Ventoy does what I wanted.
It can do it in several manners.
What most people will want:
- install Ventoy on a USB stick (I use SD cards with USB adapters)
- copy ISOs on the first large partition
But I wanted to be able to run ISOs directly from my HDD. So it's a bit more tricky for me:
- copy Ventoy on USB stick (or, install it, then, put the Ventoy ISO inside the stick itself)
- install Ventoy on the HDD, but ask to keep as much free space after Ventoy as possible (it forced me to keep 70G; I only need 20)
- boot any live CD, copy the live disk inside Ventoy, and any other image you like
- create the EFI-SP partition (100MB, FAT32, boot&ESP flags)

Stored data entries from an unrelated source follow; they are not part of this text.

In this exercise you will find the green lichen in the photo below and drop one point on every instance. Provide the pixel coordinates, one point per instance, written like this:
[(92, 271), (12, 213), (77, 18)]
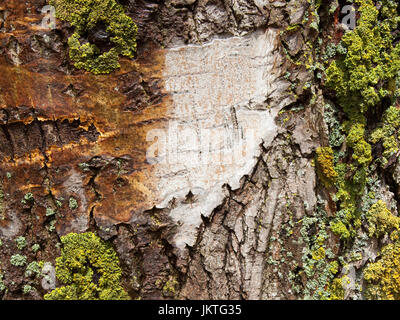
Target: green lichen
[(73, 204), (381, 221), (383, 276), (21, 242), (27, 289), (337, 288), (18, 260), (2, 284), (33, 269), (28, 198), (50, 212), (89, 269), (85, 15)]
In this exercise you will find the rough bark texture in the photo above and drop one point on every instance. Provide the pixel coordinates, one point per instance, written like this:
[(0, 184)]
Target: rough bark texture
[(77, 144)]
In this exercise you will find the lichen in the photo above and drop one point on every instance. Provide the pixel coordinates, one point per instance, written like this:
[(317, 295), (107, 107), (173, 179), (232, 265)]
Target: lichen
[(381, 221), (383, 276), (89, 269), (85, 15), (18, 260), (21, 242)]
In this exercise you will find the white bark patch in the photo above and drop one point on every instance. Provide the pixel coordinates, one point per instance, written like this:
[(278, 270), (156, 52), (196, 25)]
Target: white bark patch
[(219, 117)]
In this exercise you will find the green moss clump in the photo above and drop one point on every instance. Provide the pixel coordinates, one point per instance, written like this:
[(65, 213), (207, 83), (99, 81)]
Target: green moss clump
[(89, 268), (84, 15), (364, 74), (33, 269), (371, 60)]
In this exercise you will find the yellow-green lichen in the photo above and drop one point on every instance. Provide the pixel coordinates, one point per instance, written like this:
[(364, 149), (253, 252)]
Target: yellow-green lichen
[(381, 221), (89, 269), (383, 276)]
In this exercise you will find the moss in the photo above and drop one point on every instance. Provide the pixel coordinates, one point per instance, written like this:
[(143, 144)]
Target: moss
[(73, 204), (334, 267), (364, 74), (21, 242), (18, 260), (89, 268), (85, 15), (383, 276), (340, 229), (381, 221), (28, 198), (318, 254)]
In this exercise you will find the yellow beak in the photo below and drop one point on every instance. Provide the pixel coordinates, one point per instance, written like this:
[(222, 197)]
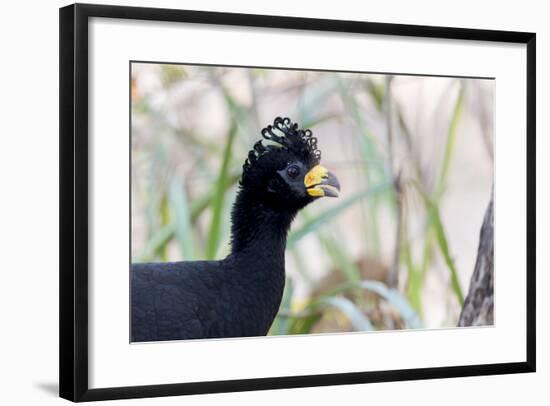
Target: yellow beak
[(320, 182)]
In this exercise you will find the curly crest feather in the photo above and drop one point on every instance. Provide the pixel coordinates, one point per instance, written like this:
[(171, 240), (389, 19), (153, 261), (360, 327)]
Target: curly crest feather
[(288, 136)]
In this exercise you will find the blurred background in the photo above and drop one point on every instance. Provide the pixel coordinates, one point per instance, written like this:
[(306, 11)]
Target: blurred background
[(414, 156)]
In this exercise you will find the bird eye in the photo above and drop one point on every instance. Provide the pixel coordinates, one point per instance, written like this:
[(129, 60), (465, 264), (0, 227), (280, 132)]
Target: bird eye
[(293, 171)]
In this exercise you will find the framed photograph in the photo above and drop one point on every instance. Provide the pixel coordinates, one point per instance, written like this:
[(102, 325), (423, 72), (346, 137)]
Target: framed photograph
[(256, 202)]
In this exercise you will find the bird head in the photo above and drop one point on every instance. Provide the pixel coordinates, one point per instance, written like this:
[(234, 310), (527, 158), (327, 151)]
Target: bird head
[(284, 169)]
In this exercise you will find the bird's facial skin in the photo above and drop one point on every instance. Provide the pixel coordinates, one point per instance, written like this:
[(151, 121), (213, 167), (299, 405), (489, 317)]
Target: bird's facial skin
[(320, 182), (308, 184)]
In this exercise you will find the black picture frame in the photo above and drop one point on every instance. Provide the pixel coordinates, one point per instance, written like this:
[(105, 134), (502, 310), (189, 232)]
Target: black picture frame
[(74, 171)]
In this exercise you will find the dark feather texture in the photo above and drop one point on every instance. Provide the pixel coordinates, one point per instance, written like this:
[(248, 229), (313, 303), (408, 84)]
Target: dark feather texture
[(240, 295)]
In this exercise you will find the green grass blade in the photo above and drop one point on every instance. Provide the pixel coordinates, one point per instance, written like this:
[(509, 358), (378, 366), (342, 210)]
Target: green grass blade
[(441, 239), (181, 216), (157, 242), (281, 325), (359, 321), (450, 145), (214, 234)]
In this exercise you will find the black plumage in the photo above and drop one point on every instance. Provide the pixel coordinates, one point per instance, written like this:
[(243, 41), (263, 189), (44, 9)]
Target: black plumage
[(240, 295)]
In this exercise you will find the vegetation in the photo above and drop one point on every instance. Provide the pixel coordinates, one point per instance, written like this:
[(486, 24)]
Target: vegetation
[(360, 262)]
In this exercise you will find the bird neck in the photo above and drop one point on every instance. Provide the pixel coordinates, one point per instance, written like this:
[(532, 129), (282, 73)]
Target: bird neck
[(258, 230)]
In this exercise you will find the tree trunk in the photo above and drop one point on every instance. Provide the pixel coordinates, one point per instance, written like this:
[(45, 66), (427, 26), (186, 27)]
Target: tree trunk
[(478, 305)]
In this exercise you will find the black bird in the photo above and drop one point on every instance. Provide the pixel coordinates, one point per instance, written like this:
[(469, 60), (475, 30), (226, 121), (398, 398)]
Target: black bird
[(240, 295)]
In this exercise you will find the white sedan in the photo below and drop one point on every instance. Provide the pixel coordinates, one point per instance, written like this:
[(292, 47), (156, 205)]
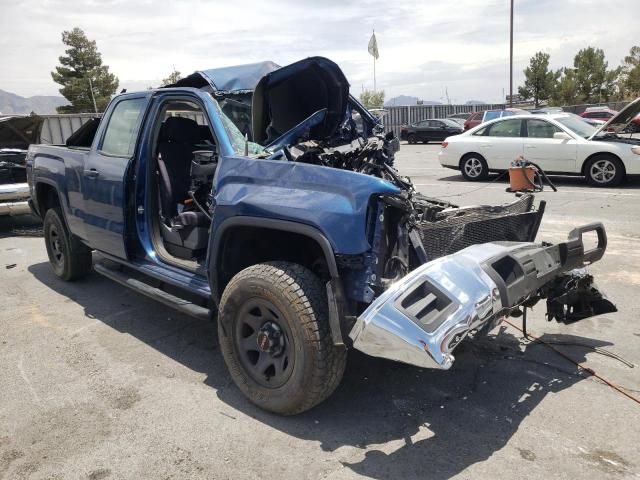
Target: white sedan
[(558, 143)]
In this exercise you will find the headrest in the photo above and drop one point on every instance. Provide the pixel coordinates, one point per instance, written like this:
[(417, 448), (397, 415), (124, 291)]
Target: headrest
[(180, 130)]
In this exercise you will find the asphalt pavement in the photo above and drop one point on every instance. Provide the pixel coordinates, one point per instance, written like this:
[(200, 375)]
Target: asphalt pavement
[(98, 382)]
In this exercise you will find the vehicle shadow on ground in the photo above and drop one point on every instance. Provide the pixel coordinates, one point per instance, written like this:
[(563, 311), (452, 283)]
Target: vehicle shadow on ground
[(632, 183), (20, 226), (386, 420)]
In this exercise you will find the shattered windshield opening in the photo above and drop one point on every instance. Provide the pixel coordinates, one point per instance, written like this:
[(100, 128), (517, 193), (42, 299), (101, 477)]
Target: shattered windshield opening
[(236, 137)]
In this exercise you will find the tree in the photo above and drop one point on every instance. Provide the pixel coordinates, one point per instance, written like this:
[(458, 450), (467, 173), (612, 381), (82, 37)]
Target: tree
[(372, 99), (594, 82), (631, 72), (171, 79), (565, 90), (539, 80), (80, 71)]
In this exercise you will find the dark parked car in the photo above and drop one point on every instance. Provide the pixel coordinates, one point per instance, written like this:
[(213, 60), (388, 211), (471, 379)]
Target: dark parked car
[(430, 130), (16, 134)]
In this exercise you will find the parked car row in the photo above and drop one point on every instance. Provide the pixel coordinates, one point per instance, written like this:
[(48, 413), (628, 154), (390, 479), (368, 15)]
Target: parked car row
[(560, 143), (430, 130)]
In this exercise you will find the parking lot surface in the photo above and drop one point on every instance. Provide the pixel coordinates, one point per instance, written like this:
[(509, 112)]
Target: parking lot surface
[(98, 382)]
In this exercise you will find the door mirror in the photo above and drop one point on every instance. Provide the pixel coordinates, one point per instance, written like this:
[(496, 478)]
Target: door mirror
[(561, 136)]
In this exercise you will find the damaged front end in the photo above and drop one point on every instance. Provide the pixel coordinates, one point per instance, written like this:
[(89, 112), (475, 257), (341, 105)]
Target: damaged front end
[(429, 273), (421, 318)]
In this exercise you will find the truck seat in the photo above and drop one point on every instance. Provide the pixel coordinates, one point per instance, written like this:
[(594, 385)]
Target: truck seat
[(185, 234)]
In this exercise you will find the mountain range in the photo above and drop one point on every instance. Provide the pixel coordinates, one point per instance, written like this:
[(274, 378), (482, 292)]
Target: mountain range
[(41, 104)]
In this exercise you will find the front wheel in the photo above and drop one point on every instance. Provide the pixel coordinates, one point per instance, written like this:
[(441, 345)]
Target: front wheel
[(604, 171), (474, 167), (274, 336), (69, 257)]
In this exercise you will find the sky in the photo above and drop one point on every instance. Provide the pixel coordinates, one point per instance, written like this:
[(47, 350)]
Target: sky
[(425, 47)]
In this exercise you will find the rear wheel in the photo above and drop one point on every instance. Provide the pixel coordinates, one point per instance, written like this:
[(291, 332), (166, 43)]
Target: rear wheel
[(474, 167), (274, 336), (69, 257), (604, 171)]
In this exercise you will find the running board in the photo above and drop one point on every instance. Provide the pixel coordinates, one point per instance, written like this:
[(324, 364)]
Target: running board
[(161, 296)]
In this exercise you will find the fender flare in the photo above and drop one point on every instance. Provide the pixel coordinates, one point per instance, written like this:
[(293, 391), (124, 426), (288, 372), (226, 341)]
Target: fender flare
[(335, 291)]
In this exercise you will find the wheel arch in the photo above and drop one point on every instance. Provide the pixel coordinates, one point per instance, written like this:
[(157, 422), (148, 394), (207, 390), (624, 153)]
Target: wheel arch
[(468, 154), (583, 169), (237, 231), (266, 239)]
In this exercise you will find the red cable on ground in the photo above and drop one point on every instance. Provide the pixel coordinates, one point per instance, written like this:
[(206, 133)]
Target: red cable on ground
[(579, 365)]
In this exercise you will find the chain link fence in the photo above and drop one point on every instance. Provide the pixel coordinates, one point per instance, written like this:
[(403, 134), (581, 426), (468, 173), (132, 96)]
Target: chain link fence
[(397, 116)]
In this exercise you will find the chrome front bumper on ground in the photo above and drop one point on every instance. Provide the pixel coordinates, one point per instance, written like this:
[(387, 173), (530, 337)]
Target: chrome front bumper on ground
[(421, 319), (14, 199)]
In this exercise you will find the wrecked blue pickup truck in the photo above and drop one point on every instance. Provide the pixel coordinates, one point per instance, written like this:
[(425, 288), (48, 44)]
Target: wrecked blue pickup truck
[(267, 196)]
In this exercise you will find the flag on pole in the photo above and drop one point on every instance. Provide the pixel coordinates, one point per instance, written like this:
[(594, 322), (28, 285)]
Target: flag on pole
[(373, 46)]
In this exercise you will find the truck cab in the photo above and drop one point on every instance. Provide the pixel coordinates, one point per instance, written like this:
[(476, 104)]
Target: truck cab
[(250, 194)]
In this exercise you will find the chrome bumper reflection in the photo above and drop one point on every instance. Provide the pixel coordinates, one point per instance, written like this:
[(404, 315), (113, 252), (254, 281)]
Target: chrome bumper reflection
[(14, 199), (421, 318), (457, 296)]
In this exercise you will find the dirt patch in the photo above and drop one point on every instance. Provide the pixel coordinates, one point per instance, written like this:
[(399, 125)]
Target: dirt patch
[(606, 461), (527, 454), (99, 474)]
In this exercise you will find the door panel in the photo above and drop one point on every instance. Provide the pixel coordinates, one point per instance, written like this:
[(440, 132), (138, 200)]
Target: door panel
[(553, 155), (502, 143), (104, 177)]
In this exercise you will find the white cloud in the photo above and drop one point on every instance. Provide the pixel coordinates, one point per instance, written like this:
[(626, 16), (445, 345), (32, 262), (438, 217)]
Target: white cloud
[(424, 46)]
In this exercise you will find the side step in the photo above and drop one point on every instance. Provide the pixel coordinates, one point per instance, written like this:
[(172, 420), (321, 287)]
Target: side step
[(180, 304)]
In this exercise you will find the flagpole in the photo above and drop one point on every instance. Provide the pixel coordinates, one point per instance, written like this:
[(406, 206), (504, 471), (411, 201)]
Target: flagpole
[(374, 68)]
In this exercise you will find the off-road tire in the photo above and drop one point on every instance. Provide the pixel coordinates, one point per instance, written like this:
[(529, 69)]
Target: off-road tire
[(70, 258), (480, 165), (300, 296), (596, 166)]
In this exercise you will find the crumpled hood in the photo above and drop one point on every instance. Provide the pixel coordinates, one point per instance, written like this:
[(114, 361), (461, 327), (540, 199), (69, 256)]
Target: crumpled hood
[(620, 121), (238, 78), (281, 98), (287, 96)]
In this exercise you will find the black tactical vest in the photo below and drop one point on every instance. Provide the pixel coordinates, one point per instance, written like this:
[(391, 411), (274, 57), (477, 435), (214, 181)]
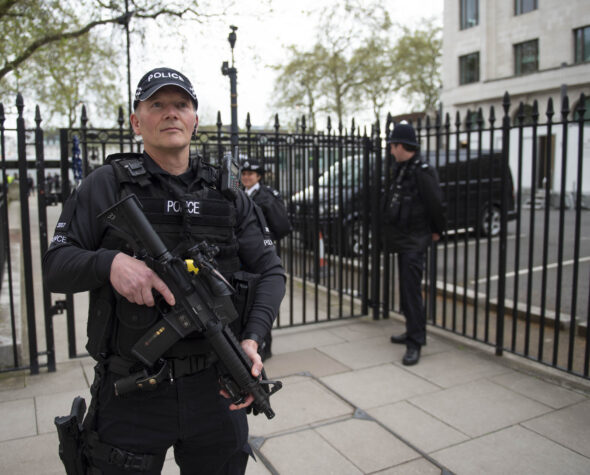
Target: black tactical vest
[(406, 223), (182, 219)]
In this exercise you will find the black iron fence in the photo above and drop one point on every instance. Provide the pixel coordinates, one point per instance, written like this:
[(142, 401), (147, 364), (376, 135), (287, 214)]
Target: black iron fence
[(511, 271)]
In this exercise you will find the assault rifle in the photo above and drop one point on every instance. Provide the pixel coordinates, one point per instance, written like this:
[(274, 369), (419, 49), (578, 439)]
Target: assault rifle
[(202, 304)]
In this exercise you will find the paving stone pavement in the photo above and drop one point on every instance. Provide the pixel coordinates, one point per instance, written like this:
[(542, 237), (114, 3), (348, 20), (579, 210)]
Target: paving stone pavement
[(348, 406)]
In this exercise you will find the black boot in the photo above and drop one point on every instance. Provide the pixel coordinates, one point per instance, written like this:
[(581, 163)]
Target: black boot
[(399, 339), (412, 356)]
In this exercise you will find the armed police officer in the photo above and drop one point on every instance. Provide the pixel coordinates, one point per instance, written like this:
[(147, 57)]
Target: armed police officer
[(182, 199), (273, 207), (414, 217)]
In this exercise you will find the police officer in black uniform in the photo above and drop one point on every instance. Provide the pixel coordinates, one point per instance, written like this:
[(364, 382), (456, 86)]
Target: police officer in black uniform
[(414, 217), (272, 205), (130, 433)]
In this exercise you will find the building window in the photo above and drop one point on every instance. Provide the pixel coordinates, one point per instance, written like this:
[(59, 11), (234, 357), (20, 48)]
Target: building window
[(469, 13), (469, 68), (524, 6), (582, 44), (526, 57)]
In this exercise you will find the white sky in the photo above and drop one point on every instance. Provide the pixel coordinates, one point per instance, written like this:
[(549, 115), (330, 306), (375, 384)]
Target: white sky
[(260, 44)]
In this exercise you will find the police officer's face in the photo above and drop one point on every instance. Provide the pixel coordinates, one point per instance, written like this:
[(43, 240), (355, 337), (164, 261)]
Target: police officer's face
[(250, 178), (400, 153), (165, 121)]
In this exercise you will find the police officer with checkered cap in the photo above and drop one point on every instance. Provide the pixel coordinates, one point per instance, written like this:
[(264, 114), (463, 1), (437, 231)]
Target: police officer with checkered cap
[(414, 217), (131, 431)]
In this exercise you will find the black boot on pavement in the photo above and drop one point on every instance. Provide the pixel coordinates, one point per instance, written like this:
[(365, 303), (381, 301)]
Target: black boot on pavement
[(412, 356), (399, 339)]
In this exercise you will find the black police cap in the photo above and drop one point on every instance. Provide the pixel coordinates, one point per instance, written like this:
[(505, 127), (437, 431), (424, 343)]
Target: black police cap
[(157, 78), (253, 166), (403, 133)]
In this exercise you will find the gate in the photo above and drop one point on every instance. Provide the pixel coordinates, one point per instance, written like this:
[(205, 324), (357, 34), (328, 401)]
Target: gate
[(511, 271)]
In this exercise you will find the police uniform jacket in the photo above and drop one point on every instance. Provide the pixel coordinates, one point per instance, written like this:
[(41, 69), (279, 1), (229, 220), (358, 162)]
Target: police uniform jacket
[(80, 255), (413, 207), (273, 207)]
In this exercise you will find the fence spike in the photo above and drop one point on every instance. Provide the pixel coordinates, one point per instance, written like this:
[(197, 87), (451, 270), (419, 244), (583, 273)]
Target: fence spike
[(20, 104), (550, 110), (520, 113), (121, 119), (84, 116), (581, 108), (506, 102), (38, 116), (565, 107)]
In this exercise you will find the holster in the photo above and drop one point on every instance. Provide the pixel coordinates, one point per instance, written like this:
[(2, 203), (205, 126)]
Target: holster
[(71, 439)]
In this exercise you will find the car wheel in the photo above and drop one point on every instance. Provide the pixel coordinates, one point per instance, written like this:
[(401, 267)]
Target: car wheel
[(489, 222)]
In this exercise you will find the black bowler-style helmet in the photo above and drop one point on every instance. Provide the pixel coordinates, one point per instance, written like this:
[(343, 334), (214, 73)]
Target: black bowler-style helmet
[(252, 165), (403, 133)]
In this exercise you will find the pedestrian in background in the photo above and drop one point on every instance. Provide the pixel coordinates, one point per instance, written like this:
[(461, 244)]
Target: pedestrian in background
[(414, 217), (275, 213)]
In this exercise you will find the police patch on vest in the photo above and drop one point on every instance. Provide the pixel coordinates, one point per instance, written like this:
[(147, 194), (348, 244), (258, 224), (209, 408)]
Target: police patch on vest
[(174, 207)]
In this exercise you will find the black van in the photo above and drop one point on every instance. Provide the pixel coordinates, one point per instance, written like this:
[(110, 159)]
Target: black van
[(471, 187)]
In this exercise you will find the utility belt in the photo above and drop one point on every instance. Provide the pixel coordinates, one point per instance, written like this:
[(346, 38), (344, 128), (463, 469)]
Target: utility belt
[(165, 369)]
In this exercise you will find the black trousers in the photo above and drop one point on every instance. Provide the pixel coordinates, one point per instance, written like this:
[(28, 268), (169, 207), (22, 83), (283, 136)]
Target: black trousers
[(411, 270), (188, 415)]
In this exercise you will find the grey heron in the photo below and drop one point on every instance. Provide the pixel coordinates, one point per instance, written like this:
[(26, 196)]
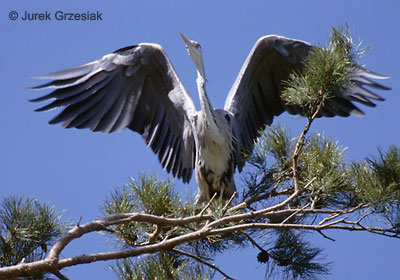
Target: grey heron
[(136, 87)]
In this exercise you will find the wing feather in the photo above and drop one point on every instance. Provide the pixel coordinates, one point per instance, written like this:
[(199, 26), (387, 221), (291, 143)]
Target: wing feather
[(137, 88), (255, 97)]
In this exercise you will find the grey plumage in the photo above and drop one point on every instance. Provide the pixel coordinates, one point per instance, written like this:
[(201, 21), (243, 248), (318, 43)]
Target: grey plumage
[(137, 88)]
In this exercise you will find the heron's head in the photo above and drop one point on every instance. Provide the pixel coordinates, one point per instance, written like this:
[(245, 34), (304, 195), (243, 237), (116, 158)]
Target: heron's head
[(194, 50)]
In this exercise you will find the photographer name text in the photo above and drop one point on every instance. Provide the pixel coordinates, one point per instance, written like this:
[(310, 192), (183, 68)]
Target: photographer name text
[(58, 15)]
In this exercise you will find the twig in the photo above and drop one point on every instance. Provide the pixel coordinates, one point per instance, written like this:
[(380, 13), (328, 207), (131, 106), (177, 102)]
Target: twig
[(255, 244), (295, 213), (229, 202), (60, 275), (203, 262), (153, 236)]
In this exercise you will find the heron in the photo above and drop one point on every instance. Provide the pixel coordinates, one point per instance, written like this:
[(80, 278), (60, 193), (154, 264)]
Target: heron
[(137, 87)]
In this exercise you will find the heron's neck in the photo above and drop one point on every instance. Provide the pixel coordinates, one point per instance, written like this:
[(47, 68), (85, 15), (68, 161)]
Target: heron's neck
[(206, 107)]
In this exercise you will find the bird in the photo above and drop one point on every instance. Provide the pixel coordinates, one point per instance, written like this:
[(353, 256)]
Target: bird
[(137, 87)]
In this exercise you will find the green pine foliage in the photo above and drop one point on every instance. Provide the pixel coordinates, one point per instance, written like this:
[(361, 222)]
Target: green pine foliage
[(326, 71), (329, 191)]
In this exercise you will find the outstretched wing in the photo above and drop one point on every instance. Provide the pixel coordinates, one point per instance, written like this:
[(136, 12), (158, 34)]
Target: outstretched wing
[(135, 87), (255, 97)]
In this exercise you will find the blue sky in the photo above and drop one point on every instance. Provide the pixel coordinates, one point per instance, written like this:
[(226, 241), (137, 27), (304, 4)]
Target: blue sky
[(76, 169)]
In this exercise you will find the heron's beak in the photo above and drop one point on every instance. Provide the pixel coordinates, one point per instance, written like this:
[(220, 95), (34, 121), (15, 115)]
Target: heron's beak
[(195, 55)]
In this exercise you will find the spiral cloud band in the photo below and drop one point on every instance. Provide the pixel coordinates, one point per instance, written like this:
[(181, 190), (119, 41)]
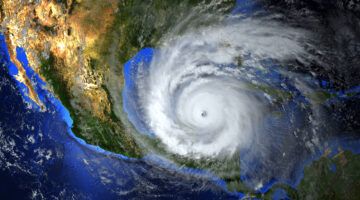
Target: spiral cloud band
[(195, 95)]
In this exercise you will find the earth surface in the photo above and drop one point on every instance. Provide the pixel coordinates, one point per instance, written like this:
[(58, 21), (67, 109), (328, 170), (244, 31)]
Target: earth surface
[(246, 99)]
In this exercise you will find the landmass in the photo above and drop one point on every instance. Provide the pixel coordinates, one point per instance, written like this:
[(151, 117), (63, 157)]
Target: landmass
[(79, 46)]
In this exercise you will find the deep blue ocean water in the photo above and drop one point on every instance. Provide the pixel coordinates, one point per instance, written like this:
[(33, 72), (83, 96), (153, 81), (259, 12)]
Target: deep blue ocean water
[(40, 156)]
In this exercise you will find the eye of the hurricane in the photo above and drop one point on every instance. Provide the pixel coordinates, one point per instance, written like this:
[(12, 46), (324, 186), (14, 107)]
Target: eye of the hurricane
[(203, 113)]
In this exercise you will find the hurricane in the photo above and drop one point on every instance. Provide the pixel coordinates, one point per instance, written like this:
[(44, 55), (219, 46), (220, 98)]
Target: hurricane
[(229, 91)]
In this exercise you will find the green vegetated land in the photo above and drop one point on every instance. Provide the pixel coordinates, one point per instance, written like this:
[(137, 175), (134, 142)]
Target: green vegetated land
[(141, 24)]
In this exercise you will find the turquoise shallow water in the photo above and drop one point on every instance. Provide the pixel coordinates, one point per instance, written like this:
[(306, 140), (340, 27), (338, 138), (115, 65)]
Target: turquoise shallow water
[(41, 155)]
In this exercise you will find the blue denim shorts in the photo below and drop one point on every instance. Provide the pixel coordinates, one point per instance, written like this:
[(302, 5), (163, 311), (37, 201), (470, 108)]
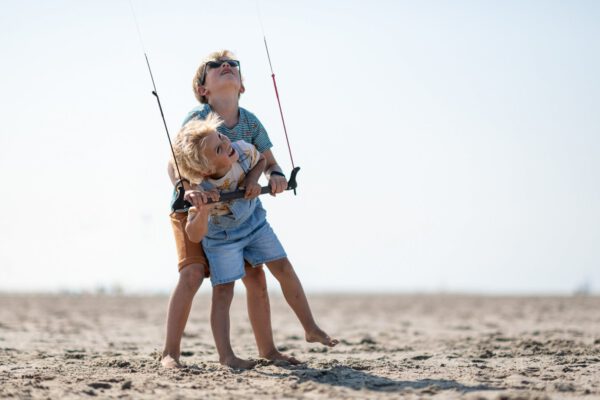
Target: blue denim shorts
[(256, 243)]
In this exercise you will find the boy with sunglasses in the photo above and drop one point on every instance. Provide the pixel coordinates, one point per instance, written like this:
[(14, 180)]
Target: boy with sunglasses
[(235, 231), (217, 85)]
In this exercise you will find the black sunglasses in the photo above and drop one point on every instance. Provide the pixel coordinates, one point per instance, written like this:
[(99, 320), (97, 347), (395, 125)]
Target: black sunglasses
[(217, 64)]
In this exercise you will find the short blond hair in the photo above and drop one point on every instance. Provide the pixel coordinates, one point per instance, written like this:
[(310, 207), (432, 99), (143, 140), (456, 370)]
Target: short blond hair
[(189, 146), (196, 82)]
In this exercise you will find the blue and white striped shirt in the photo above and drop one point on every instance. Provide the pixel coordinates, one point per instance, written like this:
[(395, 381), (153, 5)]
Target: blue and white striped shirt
[(248, 128)]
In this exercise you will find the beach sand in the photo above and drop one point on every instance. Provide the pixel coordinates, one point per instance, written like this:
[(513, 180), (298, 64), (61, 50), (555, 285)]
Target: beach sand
[(405, 346)]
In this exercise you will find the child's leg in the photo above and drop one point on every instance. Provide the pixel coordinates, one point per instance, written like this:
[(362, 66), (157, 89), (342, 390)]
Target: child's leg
[(259, 312), (293, 292), (219, 321), (190, 279)]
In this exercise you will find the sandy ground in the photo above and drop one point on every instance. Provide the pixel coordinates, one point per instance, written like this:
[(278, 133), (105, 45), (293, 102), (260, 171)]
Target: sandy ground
[(391, 347)]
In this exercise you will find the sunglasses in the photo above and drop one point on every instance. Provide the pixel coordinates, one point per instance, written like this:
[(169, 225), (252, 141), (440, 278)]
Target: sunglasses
[(217, 64)]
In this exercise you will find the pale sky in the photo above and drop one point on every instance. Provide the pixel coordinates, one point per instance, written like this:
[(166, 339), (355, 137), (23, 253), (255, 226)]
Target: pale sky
[(444, 146)]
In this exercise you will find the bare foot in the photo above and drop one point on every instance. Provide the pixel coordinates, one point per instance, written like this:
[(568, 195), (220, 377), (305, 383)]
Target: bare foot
[(238, 363), (317, 335), (169, 362), (275, 355)]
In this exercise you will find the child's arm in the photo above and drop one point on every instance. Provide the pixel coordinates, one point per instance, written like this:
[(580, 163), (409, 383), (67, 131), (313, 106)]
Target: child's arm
[(251, 180), (197, 223)]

I have personally put in Ventoy ... Ventoy itself (the installer ISO), Debian Netinst, Ubuntu live, and Windows 10 (you can download the ISO for free from Microsoft.com).
NEVER change the size or position of any of the two Ventoy partitions. Whatever I did to them (regarding partition table) broke Ventoy. The only thing you can do is to reformat the first bug part to FAT32/NTFS/UDF/XFS/Ext2/Ext3/Ext4/exFAT .
I am curently starting Ventoy directly from UEFI (configured in my BIOS boot menu).
I have failed 4 or 5 times before concluding that this procedure is t only one that can work. Ventoy installer always destroys the whole disk. Any modification of start or end sector to any partition will break it. Not creating EFI-SP before installing an OS may break Ventoy. Changing partition numbers may break Ventoy.
unetbootin. It is a program that will make live disks for a variety of distros. It will automatically download the image as well, if you need it. As for ms installer, if it is the online recovery image, yes. plugging in & booting should be all that is needed. Sometimes there are a few extra steps in the bios menu, if it fails to boot.